HPV 16 and HPV 18 were previously identified as the cause of most cases of cervical cancer in the U.S. HPV has also been implicated in the development of some cancers of the vulva, vagina, anus, penis, and perineum (the area between the genitals and anus).
There is no cure for HPV, just as there is no cure for the common cold. In most people, an HPV infection will clear up on its own, but it can be passed on to other people during the infection period -- just as with the common cold.
In some cases, the person may continue to be infected for decades without any symptoms. During that time, the infected person can infect others without knowing it. Over time, this "silent," chronic HPV infection increases the risk of developing certain cancers.
In 2006, the FDA approved the use of Gardasil, a vaccine that protects against HPV 6, 11, 16 and 18, for females between the ages of 9 and 26, to help prevent cancers of the cervix, vulva, and vagina, as well as genital warts.

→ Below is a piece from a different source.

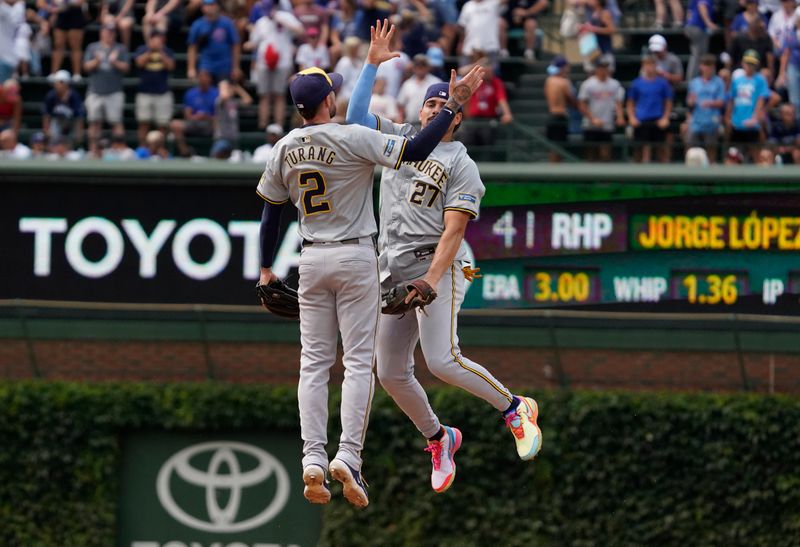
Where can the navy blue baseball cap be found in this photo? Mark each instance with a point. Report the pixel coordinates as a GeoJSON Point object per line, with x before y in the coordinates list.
{"type": "Point", "coordinates": [312, 85]}
{"type": "Point", "coordinates": [439, 90]}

The FDA has not approved the vaccine for males. The issue of extending approval to males to protect against HPV related cancers is under review, with a decision expected in June 2009.
Loree, Popat, and their RPCI colleagues see compelling evidence for extending the vaccine's protection to boys. Says Popat, "The side effects of the vaccine are so small, and the potential benefits are great." He notes that patients with throat cancer "have to undergo major treatment lasting several months, with an additional four to six months of recovery. Their ability to speak and swallow is affected. Generally, they do very well; however, it is a long, challenging road."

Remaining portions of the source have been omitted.